With the intelligent development of mechanical equipment, high speed and heavy load have become the main characteristics of the modern mechanical system. Rolling bearings play a vital role in the operation of rotating machinery. They are widely used and easy to be damaged, thus it is necessary to monitor and diagnose their condition [1,2].

In the past few decades, studies on the evaluation of mechanical health status based on vibration signals have appeared frequently in the literature [3]. Generally, signal processing methods [4,5,6,7]—such as available time and frequency domain analysis, wavelet analysis, local wave analysis, and load identification in order to extract the signal characteristics and accomplish the goals of analysis and diagnosis, although the mechanical system is complex with interrelated subsystems—lead to the determination that the fault signal representation is not a one to one correspondence as it consists of various components, making traditional signal processing methods difficult for extracting effective features. However, data-driven deep learning methods can adaptively extract signal features and provide accurate diagnosis results. Therefore, deep learning-based methods of fault diagnosis have been applied more and more [8,9,10,11,12,13,14].

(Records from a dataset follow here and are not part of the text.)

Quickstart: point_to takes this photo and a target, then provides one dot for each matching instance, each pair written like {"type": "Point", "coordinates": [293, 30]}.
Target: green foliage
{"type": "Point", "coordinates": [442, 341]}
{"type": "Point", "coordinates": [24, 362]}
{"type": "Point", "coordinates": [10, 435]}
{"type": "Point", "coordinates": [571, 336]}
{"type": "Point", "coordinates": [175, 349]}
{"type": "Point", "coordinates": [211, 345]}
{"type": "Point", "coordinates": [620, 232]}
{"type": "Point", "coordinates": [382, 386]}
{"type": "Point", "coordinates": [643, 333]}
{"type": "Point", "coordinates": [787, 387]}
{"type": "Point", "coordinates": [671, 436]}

Despite the fact that deep learning has led to numerous research successes in the field of fault diagnosis, it is difficult to explain or visualize the process of result realization and output due to the layered architecture formed by stacking nonlinear processing units. Moreover, the model has weak explanatory power; thus, it is called the “black box” method [15]. The deep model’s potential for use in industrial field equipment fault diagnosis is severely limited as a result. Therefore, some researchers try to add attention mechanisms to the network in order to explore the interrelationship of data in the black box and hidden features that are currently difficult to find.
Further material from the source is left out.